Stacy Ross’s Benedick is as strange and magnetic a performance as you are likely to get this year. Dressed as a man, in a tight, striped jacket and floppy hair, she resembles, moves, and behaves like Michael Jackson. People forget that the pop music icon was once considered a can’t-miss movie star -- a stranger, more electric Fred Astaire. I used to imagine him as Lear’s Fool, Ariel, Mercutio, Puck. All the offbeat Shakespeare characters, but never the romantic, leading man.
Yet, Ross, channeling Jackson, is perfect. (I can’t believe that this isn’t intentional; I mean look at her in the above production still.) The precision and sharpness of the actress's movements -- like Jackson’s dancing -- tells us so much about Benedick. When he hides within a batch of flowers, Ross snatches them in one violent grab and then holds still in painful silence. It’s wonderful and silly, and yet we understand that this is a man riven by contradictory impulses that he can neither control nor understand. It’s comic, but also awful and human.

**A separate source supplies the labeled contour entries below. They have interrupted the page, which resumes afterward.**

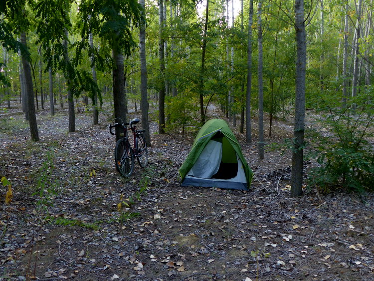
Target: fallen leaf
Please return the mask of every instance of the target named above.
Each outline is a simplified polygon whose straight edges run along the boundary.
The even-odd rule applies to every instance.
[[[166,265],[168,266],[170,268],[175,267],[175,266],[174,265],[174,262],[172,262],[171,261],[169,262],[169,263],[167,263],[166,264]]]
[[[178,269],[178,270],[177,270],[178,271],[180,272],[183,272],[183,271],[185,271],[185,267],[184,267],[183,266],[182,266],[182,267],[181,267],[180,268],[179,268],[179,269]]]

Better yet, after Beatrice’s cousin Hero is brutally set up and abused on her wedding day, there’s Ross’s Benedick, frozen, his body ramrod straight, with one arm unfurled towards the grieving Hero as Beatrice ministers to her. (Jackson makes a similar move in the video for "Smooth Criminal"). It is as if Benedick is saying "I will stay in this pose of care until all is made right." It’s a beautiful performance -- a complex choreography of swoops, dashes, and attempts at stillness. It is everything we might have imagined Jackson bringing to Shakespeare.
Yet, Much Ado is a play of balance. Everything happens in doubles: two couples, two plots, two cousins, two brothers named Don. There's even a false double that ends all the dissembling in happy accord. So our Beatrice must be as great as our Benedick, and longtime Bay Area actor James Carpenter delivers a performance equal to, and, most importantly, in a different key than Ross’s. His is more grand Hollywood, a let-them-come-to-me Greta Garbo, all allure and presence.
Ross prances around the stage, but Carpenter barely moves. Ross’s line readings are poly-rhythmic, where Carpenter’s are crisp and measured. This is a careful Beatrice, wary and alert to the dangers of the world and her own heart. Her famous wit is in full force, and yet Carpenter makes us see how necessary that wit is to her survival. It’s not a character trait, but rather a canny response to a complex and uncertain situation. Carpenter makes us understand that his Beatrice is stunning and cool not because she wants to be, but because she has to be.
Much Ado might be about slight misunderstandings, but Ross and Carpenter show us how savage those slight misunderstandings can be. Loving someone is always a leap of faith, especially in a world of constant misperceptions. By watching them have to act -- Ross is not a man and Carpenter is not only not a woman but also at least 30 years older than the character he plays -- they plunge us into every duplicity that Much Ado has to offer.